The rise of online marketplaces has created a free-for-all for non-EU sellers, many of whom operate outside the reach of EU regulators. They ship cartridges and toners in small parcels, often misdeclared to evade customs duties, safety checks, and environmental regulations. Meanwhile, European remanufacturers must comply with strict WEEE, REACH, and RoHS regulations, invest in take-back schemes, and ensure their products meet the highest safety and environmental standards.

Graph created by ETIRA, based on data from the European Parliament’s 2025 report on e-commerce and regulatory compliance.
In 2024, 4.6 billion small e-commerce parcels entered the EU under the €150 customs duty exemption, double the figure from 2023 and triple that of 2022. Many of these shipments bypassed customs checks, flooding the market with cheap, disposable imaging consumables that do not meet EU safety and environmental standards. The cost to European businesses has been immense, with legitimate remanufacturers struggling to compete against products that are neither taxed nor required to meet EU sustainability regulations.
To tackle this growing problem, the European Parliament has proposed urgent reforms. A key recommendation is the removal of the €150 customs duty exemption, which has been widely exploited by non-EU sellers to undercut compliant European businesses. Ending this exemption will ensure that all imports, regardless of value, are subject to the same tax and regulatory requirements, creating a fairer competitive environment.
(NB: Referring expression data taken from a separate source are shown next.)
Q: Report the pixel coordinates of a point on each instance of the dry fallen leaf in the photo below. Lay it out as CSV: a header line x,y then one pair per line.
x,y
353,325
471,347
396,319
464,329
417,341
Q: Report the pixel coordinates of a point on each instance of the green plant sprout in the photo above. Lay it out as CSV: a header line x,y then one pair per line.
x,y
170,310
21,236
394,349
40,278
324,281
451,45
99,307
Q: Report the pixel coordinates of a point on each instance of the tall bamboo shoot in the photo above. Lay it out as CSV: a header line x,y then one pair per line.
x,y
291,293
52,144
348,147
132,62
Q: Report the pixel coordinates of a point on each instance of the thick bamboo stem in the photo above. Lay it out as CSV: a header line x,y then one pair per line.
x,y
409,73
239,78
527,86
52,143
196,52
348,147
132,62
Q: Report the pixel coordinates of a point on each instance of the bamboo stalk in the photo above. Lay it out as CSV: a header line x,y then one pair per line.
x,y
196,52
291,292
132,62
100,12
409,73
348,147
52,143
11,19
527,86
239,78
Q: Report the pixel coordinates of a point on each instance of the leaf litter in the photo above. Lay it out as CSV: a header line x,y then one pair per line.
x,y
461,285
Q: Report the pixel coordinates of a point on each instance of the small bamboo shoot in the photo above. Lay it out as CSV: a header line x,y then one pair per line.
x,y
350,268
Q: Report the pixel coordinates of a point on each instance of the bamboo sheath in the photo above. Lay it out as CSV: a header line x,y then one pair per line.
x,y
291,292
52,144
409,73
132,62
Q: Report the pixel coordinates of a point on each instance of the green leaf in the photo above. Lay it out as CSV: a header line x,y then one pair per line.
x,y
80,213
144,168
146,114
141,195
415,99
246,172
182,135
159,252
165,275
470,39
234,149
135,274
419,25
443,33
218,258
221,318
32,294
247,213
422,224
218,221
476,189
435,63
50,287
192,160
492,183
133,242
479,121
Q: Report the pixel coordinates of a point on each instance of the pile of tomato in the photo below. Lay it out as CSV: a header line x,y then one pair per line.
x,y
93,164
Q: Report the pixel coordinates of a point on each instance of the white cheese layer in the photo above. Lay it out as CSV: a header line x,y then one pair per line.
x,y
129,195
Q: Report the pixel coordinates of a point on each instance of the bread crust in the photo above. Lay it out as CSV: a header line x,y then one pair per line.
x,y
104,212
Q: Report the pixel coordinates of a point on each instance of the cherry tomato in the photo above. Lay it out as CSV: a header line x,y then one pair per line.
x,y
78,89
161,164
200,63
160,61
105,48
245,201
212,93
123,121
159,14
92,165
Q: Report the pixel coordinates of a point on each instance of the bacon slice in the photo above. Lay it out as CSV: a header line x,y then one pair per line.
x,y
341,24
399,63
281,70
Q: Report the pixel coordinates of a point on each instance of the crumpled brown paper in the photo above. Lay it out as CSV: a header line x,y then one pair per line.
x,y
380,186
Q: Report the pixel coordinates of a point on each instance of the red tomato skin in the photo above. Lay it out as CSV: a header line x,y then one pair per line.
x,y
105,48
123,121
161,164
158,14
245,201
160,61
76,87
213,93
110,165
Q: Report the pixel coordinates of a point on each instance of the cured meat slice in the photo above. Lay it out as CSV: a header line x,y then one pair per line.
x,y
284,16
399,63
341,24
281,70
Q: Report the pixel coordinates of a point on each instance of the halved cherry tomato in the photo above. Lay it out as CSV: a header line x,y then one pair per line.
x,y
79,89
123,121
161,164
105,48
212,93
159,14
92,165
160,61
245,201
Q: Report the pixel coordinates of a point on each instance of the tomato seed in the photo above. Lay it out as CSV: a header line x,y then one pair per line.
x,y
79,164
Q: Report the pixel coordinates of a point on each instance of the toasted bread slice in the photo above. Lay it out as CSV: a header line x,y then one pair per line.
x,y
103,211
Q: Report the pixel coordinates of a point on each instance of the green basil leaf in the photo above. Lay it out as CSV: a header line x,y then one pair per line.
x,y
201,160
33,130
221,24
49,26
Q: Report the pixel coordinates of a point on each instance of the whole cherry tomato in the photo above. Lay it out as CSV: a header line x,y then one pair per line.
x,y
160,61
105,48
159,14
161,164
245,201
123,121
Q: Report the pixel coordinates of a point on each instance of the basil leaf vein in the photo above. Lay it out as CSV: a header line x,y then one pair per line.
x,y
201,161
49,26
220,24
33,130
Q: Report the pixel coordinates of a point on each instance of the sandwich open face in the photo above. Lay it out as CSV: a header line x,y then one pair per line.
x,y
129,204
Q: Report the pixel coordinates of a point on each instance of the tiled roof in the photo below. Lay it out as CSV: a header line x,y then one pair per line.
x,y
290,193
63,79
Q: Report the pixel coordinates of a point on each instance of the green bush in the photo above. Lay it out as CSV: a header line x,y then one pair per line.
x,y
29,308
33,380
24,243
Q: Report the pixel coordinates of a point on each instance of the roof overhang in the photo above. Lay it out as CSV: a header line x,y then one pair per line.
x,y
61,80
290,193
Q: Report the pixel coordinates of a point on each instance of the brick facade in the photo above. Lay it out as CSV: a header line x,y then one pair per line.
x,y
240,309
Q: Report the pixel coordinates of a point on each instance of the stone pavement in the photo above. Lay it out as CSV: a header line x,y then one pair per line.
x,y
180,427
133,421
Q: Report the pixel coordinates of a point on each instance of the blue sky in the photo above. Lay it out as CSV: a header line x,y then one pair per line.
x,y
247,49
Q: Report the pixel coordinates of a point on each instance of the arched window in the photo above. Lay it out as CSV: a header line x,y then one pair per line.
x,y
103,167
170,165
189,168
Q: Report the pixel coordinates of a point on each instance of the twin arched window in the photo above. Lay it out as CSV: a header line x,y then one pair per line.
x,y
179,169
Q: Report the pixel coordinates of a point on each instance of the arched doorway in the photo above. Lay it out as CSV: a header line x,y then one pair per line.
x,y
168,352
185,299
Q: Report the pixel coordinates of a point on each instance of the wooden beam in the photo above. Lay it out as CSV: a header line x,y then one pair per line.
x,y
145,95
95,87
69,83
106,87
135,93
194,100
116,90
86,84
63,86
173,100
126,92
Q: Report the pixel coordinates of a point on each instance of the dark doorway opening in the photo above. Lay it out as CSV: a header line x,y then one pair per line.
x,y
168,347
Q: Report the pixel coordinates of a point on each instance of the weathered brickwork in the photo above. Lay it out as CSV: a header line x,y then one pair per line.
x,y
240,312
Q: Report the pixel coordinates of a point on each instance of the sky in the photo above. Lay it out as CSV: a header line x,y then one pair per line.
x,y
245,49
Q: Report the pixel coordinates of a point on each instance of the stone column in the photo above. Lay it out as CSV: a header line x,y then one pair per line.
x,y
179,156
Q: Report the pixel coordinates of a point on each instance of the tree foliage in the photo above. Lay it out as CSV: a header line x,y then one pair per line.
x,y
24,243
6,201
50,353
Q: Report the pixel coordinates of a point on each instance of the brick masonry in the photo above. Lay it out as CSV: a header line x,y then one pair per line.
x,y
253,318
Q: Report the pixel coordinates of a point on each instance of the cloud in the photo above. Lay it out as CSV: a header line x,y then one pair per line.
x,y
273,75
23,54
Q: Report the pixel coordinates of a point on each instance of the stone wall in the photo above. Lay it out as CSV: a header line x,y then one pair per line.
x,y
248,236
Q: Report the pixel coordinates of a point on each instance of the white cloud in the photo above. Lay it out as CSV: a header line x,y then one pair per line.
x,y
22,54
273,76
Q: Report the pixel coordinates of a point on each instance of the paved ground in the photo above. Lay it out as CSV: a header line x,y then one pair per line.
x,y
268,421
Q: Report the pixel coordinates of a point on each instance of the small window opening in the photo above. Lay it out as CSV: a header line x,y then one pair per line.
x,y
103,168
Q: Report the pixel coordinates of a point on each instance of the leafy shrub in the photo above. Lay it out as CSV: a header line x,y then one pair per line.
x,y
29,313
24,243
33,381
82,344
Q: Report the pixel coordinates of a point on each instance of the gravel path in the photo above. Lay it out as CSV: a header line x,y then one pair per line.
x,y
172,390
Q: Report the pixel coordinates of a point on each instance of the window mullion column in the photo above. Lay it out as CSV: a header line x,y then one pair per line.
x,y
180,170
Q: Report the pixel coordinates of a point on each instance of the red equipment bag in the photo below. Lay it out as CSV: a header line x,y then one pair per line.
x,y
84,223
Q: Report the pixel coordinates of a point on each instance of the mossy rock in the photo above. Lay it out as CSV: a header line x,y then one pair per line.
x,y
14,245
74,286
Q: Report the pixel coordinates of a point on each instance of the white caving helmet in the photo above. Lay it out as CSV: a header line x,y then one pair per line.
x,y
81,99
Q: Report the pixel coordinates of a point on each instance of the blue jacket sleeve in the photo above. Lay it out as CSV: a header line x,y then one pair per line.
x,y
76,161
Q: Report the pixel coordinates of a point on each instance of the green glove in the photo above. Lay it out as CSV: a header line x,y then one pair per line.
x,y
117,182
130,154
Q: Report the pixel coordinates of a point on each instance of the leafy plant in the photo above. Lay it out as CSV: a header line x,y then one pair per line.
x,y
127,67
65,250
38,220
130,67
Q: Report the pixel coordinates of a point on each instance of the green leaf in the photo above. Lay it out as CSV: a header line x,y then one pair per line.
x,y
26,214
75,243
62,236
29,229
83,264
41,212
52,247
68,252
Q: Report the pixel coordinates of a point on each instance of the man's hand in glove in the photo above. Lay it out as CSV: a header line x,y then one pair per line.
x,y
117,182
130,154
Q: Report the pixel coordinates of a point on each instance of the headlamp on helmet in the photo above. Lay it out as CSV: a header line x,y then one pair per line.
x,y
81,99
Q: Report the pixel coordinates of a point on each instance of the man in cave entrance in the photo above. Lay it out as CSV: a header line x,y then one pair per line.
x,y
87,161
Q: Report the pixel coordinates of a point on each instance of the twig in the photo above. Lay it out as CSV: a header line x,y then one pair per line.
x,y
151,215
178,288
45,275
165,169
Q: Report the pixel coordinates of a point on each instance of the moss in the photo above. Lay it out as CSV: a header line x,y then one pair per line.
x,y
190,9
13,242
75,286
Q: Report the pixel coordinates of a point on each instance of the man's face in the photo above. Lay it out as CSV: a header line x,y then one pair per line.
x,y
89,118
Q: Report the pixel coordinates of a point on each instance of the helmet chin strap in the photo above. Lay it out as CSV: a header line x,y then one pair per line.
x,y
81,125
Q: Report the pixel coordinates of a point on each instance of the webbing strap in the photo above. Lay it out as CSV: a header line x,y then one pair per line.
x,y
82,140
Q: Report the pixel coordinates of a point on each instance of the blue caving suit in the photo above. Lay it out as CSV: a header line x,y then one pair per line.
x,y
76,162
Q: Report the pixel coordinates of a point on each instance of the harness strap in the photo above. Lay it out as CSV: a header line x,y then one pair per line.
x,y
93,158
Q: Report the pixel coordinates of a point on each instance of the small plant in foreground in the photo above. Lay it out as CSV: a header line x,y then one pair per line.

Another critical measure is stronger enforcement by customs and market surveillance authorities. Current enforcement efforts are inadequate, as authorities lack the resources to inspect the sheer volume of small parcels entering the EU. Many of these products are non-compliant, yet they pass through customs unchecked. Greater investment in customs controls, data-sharing, and regulatory oversight is urgently needed to ensure that non-compliant products are identified and stopped before they reach the market. More testing facilities for e-commerce products would help to identify non-compliant goods before they enter the single market. And new technology can help to enhance enforcement: AI, blockchain, and IoT are essential for improving e-commerce regulation and market surveillance to monitor product listings, automate inspections, and perform risk assessments.
The report also highlights the responsibility of online marketplaces in tackling this issue. Many of these platforms operate as intermediaries rather than direct importers, allowing them to sidestep liability for non-compliant products. The European Parliament calls for stricter rules that hold platforms accountable for ensuring that all products sold on their sites meet EU safety, environmental, and tax requirements. If a marketplace profits from the sale of these products, it must also share in the responsibility for compliance.